Kolejny artykuł przybliżający czytelnikowi koloryt jednej z wysp
Morza Karaibskiego - Kuby. Dziś o hotelu w którym mieszkałem,
cocktailach kubańskich oraz pięknym basenie zachęcającym do pływania.
Mój pierwszy pobyt na Kubie miał miejsce latem. Poleciałem tam samolotem
i miałem nocne międzylądowanie na Barbados. Tam po wyjściu z samolotu
poczułem się jak bym był w pralni. Niesamowita wilgoć powietrza i
straszna temperatura powyżej 40 stopni na zewnątrz. Uciekłem do
klimatyzowanych pomieszczeń lotniska. Byłem przerażony. Pomyślałem, że
jeżeli tak będzie na Kubie to po prostu nie wytrzymam. Po wylądowaniu w
Hawanie - wielka niespodzianka. Temperatura powietrza ok. 40 stopni,
ale nie było aż tak gorąco. „Zefirki” znad morza robiły swoje. Czułem
się świetnie.
Mieszkam na 25 piętrze przepięknego Hotelu Habana Libre. Z dużego balkonu podziwiam wspaniałe widoki: Hawana, Morze Karaibskie,
Zatoka Meksykańska.Daleko, na samej linii horyzontu widzę dość wyraźny
zarys amerykańskiej Florydy, na którą uciekały płynąc łodziami tysiące
Kubańczyków mających dość życia w socjalistycznych realiach Kuby.

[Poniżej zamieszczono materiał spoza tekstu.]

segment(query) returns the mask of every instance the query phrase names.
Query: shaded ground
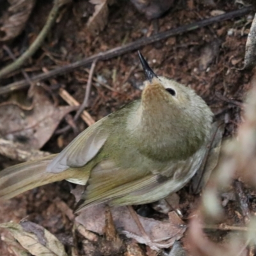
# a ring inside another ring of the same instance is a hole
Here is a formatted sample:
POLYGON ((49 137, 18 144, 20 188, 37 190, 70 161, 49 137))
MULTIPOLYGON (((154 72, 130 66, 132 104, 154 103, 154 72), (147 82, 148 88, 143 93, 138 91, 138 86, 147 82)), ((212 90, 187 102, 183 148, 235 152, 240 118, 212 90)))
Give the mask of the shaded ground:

Niesamowite, że z okna hotelu możesz oglądać szlak tych historycznych
ucieczek do Ameryki.
Po tej chwili zadumy
decyduję się na relaks – muszę się trochę opalić, aby za bardzo nie
rzucać się w oczy mieszkańcom Hawany. Zjeżdżam windą na parter. Widzę
ładny barek. Obsługa poleca mi cocktaile. Czego tu nie ma: Cuba Libre,
Mojito, Margarita, Isla de Pinos, Ron Collins, High Ball, Bloody Mary.
Decyduję się, namówiony przez barmana na Mojito, które obok Cuba Libre
cieszy się największą popularnością. Bardzo orzeżwiający i smaczny,
polecam. Wszystkie serwowane cocktaile przyrządzane są na bazie
wytrawnego kubańskiego rumu „Hawana Club” z obowiązkowymi kostkami lodu
i różnymi dodatkami, takimi jak sok z cytryny, coca-cola, grenadina,
mięta czy piwo imbirowe.
Przemiły barman proponuje
spędzenie czasu na basenie. Z radością mijam wskazane przez niego drzwi
i moim oczom ukazuje się utrzymany w doskonałym stanie basen.
Niespotykanie niebieska woda kusi do pływania. Wokół basenu rozłożone
leżaki namawiają do opalania. Osłonięte są gustownymi parasolami. Pełno
kelnerów realizujących zamówienia relaksujących się mieszkańców hotelu.
Wybieram leżak, zamawiam Cuba Libre i całkowicie oddaję się opalaniu.